Heart failure/cardiomyopathy was the largest disease cluster with 92 of 313 records (29.4%). It was followed by lipid/ASCVD prevention with 41 records (13.1%), vascular/valve disease with 33 (10.5%), pulmonary hypertension with 20 (6.4%), hypertension/aldosteronism with 19 (6.1%), and arrhythmia with 17 (5.4%).
The disease signal is clinically coherent: pulmonary hypertension relies on functional/hemodynamic endpoints, lipid/ASCVD studies rely on lipid and imaging markers, arrhythmia trials rely on rhythm endpoints, and heart failure/cardiomyopathy trials combine composite events, mortality, biomarkers, and patient-reported outcomes.
Small molecules dominated the dataset with 212 records, but biologics, oligonucleotide/RNA/gene approaches, and radiopharmaceutical/diagnostic agents showed distinct endpoint signatures.
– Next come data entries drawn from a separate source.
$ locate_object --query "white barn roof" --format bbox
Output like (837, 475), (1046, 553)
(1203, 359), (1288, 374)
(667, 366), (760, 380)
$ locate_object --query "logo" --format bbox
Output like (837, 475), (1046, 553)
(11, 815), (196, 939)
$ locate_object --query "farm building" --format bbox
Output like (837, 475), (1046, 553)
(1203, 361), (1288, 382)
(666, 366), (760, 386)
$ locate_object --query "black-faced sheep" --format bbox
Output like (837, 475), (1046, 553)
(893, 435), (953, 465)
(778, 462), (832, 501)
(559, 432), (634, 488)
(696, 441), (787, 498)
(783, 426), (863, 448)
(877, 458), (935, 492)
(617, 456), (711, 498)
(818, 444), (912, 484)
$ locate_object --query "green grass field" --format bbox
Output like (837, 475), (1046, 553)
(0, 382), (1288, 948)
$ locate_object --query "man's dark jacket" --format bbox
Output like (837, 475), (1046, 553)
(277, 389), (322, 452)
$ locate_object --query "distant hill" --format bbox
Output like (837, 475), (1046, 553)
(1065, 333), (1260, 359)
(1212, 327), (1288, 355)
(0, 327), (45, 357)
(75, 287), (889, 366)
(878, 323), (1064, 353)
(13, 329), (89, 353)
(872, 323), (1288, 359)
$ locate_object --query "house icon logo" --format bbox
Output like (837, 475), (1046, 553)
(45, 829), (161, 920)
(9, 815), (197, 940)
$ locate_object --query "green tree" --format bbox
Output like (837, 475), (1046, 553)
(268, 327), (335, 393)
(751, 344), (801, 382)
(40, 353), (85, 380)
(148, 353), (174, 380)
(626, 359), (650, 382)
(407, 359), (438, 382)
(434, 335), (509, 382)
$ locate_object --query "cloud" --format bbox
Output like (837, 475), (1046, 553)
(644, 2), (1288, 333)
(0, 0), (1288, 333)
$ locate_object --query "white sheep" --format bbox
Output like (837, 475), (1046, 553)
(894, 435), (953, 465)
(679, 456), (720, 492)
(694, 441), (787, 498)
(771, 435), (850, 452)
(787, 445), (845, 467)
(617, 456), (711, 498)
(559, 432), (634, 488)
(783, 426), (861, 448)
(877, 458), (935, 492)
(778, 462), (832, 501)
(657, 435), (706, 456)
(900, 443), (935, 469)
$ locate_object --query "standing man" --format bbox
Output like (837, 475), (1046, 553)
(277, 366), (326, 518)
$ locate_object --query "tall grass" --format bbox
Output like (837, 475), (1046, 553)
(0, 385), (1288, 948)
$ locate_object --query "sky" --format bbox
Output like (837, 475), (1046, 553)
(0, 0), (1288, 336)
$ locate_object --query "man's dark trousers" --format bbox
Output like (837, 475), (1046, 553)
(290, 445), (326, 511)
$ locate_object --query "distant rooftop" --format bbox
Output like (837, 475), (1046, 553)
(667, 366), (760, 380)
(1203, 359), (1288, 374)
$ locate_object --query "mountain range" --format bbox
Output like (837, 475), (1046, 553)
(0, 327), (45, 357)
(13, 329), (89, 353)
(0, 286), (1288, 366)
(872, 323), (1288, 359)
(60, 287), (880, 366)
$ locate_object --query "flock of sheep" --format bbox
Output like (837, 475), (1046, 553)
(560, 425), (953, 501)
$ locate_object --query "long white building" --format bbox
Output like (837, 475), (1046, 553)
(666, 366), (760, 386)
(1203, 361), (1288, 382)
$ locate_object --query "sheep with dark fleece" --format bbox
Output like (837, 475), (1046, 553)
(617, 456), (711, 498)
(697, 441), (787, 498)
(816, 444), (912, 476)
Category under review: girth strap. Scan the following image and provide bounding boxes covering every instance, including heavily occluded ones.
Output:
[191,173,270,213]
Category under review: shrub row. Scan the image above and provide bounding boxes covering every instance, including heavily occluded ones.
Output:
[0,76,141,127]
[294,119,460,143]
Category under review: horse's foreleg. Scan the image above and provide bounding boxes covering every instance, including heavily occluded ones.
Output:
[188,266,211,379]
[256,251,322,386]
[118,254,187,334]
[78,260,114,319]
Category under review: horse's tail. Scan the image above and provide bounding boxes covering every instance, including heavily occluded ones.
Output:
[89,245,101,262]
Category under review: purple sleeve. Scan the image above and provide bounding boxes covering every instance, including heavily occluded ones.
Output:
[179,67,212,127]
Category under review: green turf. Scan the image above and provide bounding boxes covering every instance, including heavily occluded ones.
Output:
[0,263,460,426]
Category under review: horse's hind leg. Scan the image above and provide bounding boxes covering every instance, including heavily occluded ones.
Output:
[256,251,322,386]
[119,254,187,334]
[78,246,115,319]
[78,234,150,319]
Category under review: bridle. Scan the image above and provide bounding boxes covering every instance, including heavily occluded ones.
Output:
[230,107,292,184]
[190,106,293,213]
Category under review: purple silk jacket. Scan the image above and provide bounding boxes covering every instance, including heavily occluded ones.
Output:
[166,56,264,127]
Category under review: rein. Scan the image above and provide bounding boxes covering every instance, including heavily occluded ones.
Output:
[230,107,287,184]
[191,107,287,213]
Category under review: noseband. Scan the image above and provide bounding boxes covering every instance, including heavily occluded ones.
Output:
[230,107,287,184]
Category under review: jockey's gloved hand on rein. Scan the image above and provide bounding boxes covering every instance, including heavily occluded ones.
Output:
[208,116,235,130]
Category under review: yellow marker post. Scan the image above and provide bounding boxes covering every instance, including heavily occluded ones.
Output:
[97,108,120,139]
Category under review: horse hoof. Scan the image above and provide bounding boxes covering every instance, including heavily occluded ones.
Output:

Radiopharmaceutical/diagnostic records were the most imaging-heavy, with diagnostic/imaging performance in 12 of 14 records (85.7%).
| Modality group | Records | Most frequent endpoint domains |
|---|---|---|
| Small molecule | 212 | Composite 116 (54.7%), mortality 113 (53.3%), safety 112 (52.8%) |
| Protein / antibody biologic | 65 | Safety 44 (67.7%), biomarkers 38 (58.5%), mortality 37 (56.9%) |
| Oligonucleotide / RNA / gene | 27 | Composite 20 (74.1%), safety 17 (63.0%), mortality 15 (55.6%) |
| Radiopharmaceutical / diagnostic | 14 | Diagnostic/imaging 12 (85.7%), safety 8 (57.1%), biomarkers 6 (42.9%) |
Endpoint planning should not be separated from modality. Imaging and diagnostic agents require diagnostic-performance endpoints, biologics add biomarker and safety intensity, and advanced genetic/RNA approaches still need clinical outcome anchoring in cardiology.
Across all 313 CTIS records, the median initial CTIS submission-to-first authorization interval was 98 days. Phase III records had a median of 100 days compared with 91 days for Phase II. Among primary endpoint categories with at least 20 records, lipid/metabolic primary endpoints had the longest median interval at 115 days, followed by diagnostic/imaging primary endpoints at 110 days.
For EU submissions, endpoint strategy is also an operational planning variable. CTIS timelines were not only phase-dependent; they also varied by the type of primary endpoint, with lipid/metabolic and diagnostic/imaging primary endpoints showing longer median authorization intervals than cardiac-function primary endpoints.
The same endpoint data also answers which disease areas require the most complex measurement packages, which trial phases are most outcomes-driven, and where CTIS timing should be watched during EU planning.
Composite clinical outcomes include MACE-like cardiovascular composites, win-ratio or hierarchical composites, and multi-component endpoints involving death, hospitalization, cardiovascular events, renal events, transplant, ventricular assist device, or similar clinical events. Biomarkers include NT-proBNP, BNP, troponin, renal biomarkers, inflammatory markers, lipid biomarkers when not analyzed as the main lipid/metabolic domain, and laboratory-based mechanistic measures. CTIS means Clinical Trials Information System.